In [25]:
# Libs
import os
import numpy as np
import json
from tqdm import tqdm
from operator import itemgetter
import pandas as pd
import tensorflow as tf
from tensorflow import keras
from tensorflow.keras import layers
import warnings

In [26]:
# Reference for the classes: https://github.com/keras-team/keras-io/blob/master/examples/graph/gat_node_classification.py

In [27]:
# Some constants we are gonna use
DATA_INPUT_PATH = 'data'
DATA_INPUT_NAME2 = 'dev.json'
DATA_INPUT_NAME3 = 'train.json'
DATA_INPUT_NAME4 = 'test.json'

In [28]:
# Openning the files provided by the academic community
# https://arxiv.org/abs/2106.13088
with open(os.path.join(DATA_INPUT_PATH, DATA_INPUT_NAME2)) as file_json:
    data_twitter_dev = json.load(file_json)
with open(os.path.join(DATA_INPUT_PATH, DATA_INPUT_NAME3)) as file_json:
    data_twitter_train = json.load(file_json)
with open(os.path.join(DATA_INPUT_PATH, DATA_INPUT_NAME4)) as file_json:
    data_twitter_test = json.load(file_json)

In [29]:
# Creating the dataset from json records and fields
df_data_twitter_all = pd.DataFrame.from_records(data_twitter_train).append(pd.DataFrame.from_records(data_twitter_dev)).append(pd.DataFrame.from_records(data_twitter_test))


In [30]:
# Function to retrieve followings of each user
def retrieve_following(x):
    try:
        f = x['following']
        if f == []:
            f = [-999]
        else:
            f = f
    except:
        f = [-999]
    return f

In [31]:
# Getting the profile features for each user and the label 
df_data_twitter_all_features = pd.DataFrame.from_dict(df_data_twitter_all['profile'].tolist())
df_data_twitter_all_features['label'] =  df_data_twitter_all['label'].reset_index(drop=True)

In [32]:
df_data_twitter_all_features.to_csv('./data/user_features_all.csv')
# Retrieving neigbors for each user
df_neighbors_twitter_all = pd.DataFrame.from_dict(df_data_twitter_all['neighbor'])
df_neighbors_twitter_all['ID'] = pd.DataFrame.from_dict(df_data_twitter_all['ID'])
df_neighbors_twitter_all.dropna(inplace=True)
df_neighbors_twitter_all['neighbor'] = df_neighbors_twitter_all['neighbor'].apply(lambda x: np.array(x['following']))

In [33]:
# Creating a dataframe in wich each row has 2 columns: Source and target.

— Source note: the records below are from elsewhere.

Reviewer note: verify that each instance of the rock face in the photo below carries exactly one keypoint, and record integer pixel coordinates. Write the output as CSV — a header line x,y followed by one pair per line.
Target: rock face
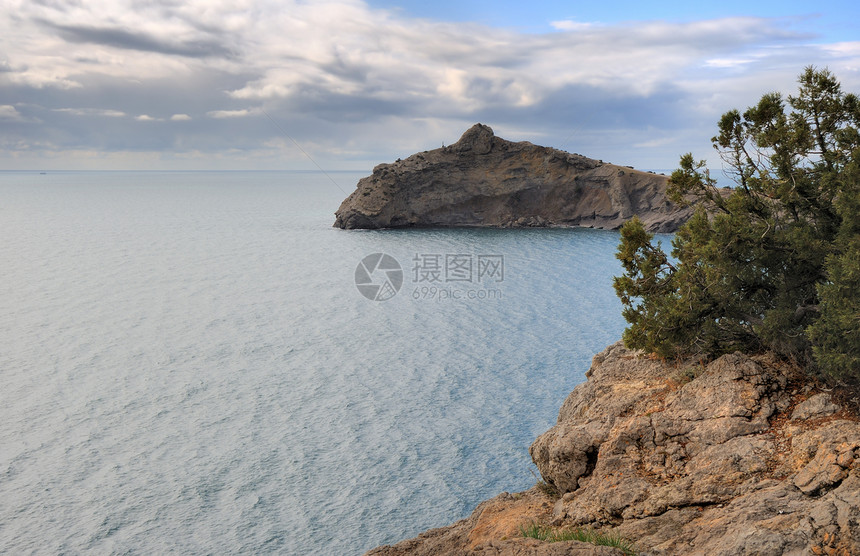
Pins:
x,y
483,180
736,457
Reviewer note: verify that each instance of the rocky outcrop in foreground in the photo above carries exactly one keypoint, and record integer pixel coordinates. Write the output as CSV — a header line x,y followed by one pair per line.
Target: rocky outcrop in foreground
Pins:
x,y
736,457
483,180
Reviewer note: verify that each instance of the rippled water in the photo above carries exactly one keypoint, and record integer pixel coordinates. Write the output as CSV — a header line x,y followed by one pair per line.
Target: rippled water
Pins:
x,y
187,366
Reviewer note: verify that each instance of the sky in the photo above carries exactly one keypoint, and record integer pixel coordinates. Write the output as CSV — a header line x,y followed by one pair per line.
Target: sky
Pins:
x,y
347,84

Source is and ID of an user and Target 
# Is the ID of other user which is connected with the source (source follows target)
array_source_target = np.empty((1,2))
for _, user in  df_neighbors_twitter_all.iterrows():
    following = user['neighbor']
    user_ = np.array([user['ID']])
    array_user_following = np.hstack([np.broadcast_to(user_, shape=(len(following), len(user_))), following.reshape(-1,1)])
    #array_user_follower = np.hstack([np.broadcast_to(user_, shape=(len(followers), len(user_))), followers.reshape(-1,1)])
    array_source_target = np.vstack([array_source_target,array_user_following])
df_source_target_all = pd.DataFrame(array_source_target, columns=['source', 'target'])

In [34]:
df_source_target_all.drop(0, axis=0, inplace=True)
df_source_target_all.to_csv('./data/source_target_all.csv')
# Data prep - False:0 and True: 1
df_data_twitter_all_features = df_data_twitter_all_features.replace({'False ':0, 'True ':1})
df_source_target_all = df_source_target_all.astype('int')

In [35]:
# listing the features we are gonna use
list_features_to_convert = ['id', 'protected', 'followers_count', 'friends_count', 'listed_count', 'favourites_count', 'statuses_count', 'label']
df_data_twitter_all_features[list_features_to_convert] = df_data_twitter_all_features[list_features_to_convert].astype('int')
# Casting all to int
df_data_twitter_all_features_bool = df_data_twitter_all_features.select_dtypes(include=['int'])

In [36]:
# clases
class_values = [0, 1]
# id para as classes
class_idx = {name: id for id, name in enumerate(class_values)}
# id para os papers
user_idx = {int(name): int(idx) for idx, name in enumerate(sorted(df_data_twitter_all_features_bool['id'].tolist()))}
df_data_twitter_all_features_bool['id'] = df_data_twitter_all_features_bool['id'].apply(lambda x: user_idx.get(x, np.nan))
df_source_target_all['target'] = df_source_target_all['target'].apply(lambda x: user_idx.get(x, np.nan))
df_source_target_all['source'] = df_source_target_all['source'].apply(lambda x: user_idx.get(x, np.nan))
df_data_twitter_all_features_bool['label'] = df_data_twitter_all_features_bool['label'].apply(lambda x: class_idx.get(x, np.nan))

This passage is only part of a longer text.